La cuadra donde estaban los manifestantes quedó completamente rodeada. Y el ambiente tragó saliva. O al menos lo hice yo. Entre los colegas se pusieron de moda los chalecos y cascos antibalas, aunque los reporteros locales recomiendan no usarlos para cubrir las concentraciones oficialistas: al parecer los seguidores de Ortega se ofenden al ver a los reporteros vestidos como para ir a la guerra, en un país en el que —insisten— no pasa nada; de manera que el atuendo te puede granjear una paliza, o una pedrada. Pero yo lo eché de menos.
Los antimotines avanzaron. Se estrechó la cuadra.
Los manifestantes entiendieron el gesto y poco a poco comenzó a desvanecerse la concentración. Pasaban frente a los policías con el rostro disimulado, viendo al piso, con el paso apretado y, al cabo de unos minutos, no quedaba nadie frente a la UCA. El plantón duró poco más de dos horas.
Por la noche 'los chayopalos' brillan, junto a una inmensa silueta del general Sandino. Las estructuras metálicas —símbolo del poder del matrimonio Ortega— lucen sólidas, luminosas, casi alegres, en medio de unas noches lluviosas y desiertas.
* * *
Tigrillo juega cartas con Maca, la única chica del grupo, mientras el Doctor Veneno cocina, quejándose sin parar de ser la única persona que se encarga de los oficios del hogar. Esta mañana pasaron por la casa unas mujeres, ofreciéndose para trabajos domésticos y Maca les respondió que ya tenían a alguien. “¿A quién te referías, Maca?, ¿A Tigrillo?”, pregunta retórico el Doctor Veneno con su voz aguda, afeminada, para solaz de los otros, y sigue meneando una sopa de frijoles que tarda en estar lista. Tiene el pelo ensortijado y tintado de un color caoba.
Tigrillo es el macho alfa aquí. Flaco como un bate, con manos expresivas, que bailan rabiosas cuando habla. Lanza puyas sin parar al Doctor Veneno, a quien llama “Excelsa”: “¿Cuándo va a estar esa sopa, Excelsa?”, y el otro se la devuelve con enojo fingido: “Deberías lavar los platos”. Y Tigrillo responde, sin dejar de ver sus cartas: “Caaaaaaalma, Excelsa”.
Celebra que ha ganado una nueva partida de cartas a Maca y le recuerda la apuesta que pactaron: un banquete de arroz chino, que quizá nadie cobre jamás. El Doctor Veneno prepara tostones de plátano y pescozones —güisquiles rellenos de queso—, arroz para la sopa y trozos de queso frito. La casa se va llenando de olores nicaragüenses.

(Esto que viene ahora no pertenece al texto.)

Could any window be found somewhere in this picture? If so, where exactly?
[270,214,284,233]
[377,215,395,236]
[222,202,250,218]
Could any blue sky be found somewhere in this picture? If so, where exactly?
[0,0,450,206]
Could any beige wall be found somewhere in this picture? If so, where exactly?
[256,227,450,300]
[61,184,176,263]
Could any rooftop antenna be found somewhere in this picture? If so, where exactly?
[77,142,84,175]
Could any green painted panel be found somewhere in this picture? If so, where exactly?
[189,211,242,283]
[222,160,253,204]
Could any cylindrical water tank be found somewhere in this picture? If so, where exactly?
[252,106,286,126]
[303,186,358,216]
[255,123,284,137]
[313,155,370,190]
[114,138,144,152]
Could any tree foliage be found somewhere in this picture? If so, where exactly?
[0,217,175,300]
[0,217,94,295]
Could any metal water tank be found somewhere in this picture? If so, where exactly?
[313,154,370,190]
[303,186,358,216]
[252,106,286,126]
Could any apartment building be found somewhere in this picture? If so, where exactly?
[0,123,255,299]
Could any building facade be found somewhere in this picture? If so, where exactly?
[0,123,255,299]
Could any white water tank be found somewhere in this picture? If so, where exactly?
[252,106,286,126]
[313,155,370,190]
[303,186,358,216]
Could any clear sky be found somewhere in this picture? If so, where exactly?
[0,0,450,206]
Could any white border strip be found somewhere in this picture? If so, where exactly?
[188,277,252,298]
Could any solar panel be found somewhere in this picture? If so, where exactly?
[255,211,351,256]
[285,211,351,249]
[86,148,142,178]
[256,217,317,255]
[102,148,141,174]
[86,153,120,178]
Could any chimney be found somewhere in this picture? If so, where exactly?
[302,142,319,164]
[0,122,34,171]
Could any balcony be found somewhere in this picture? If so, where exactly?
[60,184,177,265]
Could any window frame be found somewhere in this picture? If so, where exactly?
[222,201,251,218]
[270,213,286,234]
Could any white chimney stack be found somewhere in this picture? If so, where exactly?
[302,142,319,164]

El Doctor Veneno estaba estudiando su segunda carrera cuando sobrevino el caos. Es anestesista y cursaba su tercer año de odontología cuando decidieron tomarse la UNAN. Era uno de los líderes de su facultad y demandaba la renuncia de los dirigentes de la Unión Nacional de Estudiantes de Nicaragua (UNEN), la organización de estudiantes oficialistas que se opuso desde un principio a las revueltas. Cuando se dieron cuenta que UNEN haría oídos sordos a cualquier demanda de los rebeldes, decidieron tomarse la universidad el 7 de mayo. “Sólo le dijimos al personal administrativo que se saliera. Una señora que trabaja ahí nos dijo que nos apoyaba y yo: ‘ay, gracias, pero sálgase, sálgase’, y nos tomamos la universidad. Bien raro porque yo nunca había dormido ahí”.
El Doctor Veneno permaneció en el recinto durante toda la ocupación estudiantil, hasta que la policía y los paramilitares los echaron a la fuerza el 14 de julio, luego de muchas horas de violencia.
El Doctor Veneno narra los 72 días de ocupación del campus como un proceso revuelto, lleno de intensas discusiones, de luchas por protagonismos, de intrigas. Pero también días llenos de esplendor, donde unos cientos de jovencitos se fueron convirtiendo en adultos mientras soñaban con hacer historia entre tiroteos y bombas de humo. Al principio, cuenta, establecieron algunos puntos médicos por pura intuición, pero con el tiempo se convirtieron en unidades indispensables ante los ataques constantes de los paramilitares. Terminaron siendo seis puestos médicos y el Doctor Veneno fue el responsable de todos.
Su trabajo consistía en mantenerlos funcionando: asegurarse de que hubiese alguien con algún nivel de conocimiento en detener hemorragias, en curar lesiones, en no convertir una sutura en una carnicería. Creó inventarios de las medicinas e insumos que la población les donaba y hacía malabares para mantener surtidos todos los puestos. Si al Doctor Veneno le parecía que los “médicos” de los puntos no tenían la actitud ágil y despierta que la situación ameritaba, acababan regañados o expulsados. Jovencitos haciéndose adultos.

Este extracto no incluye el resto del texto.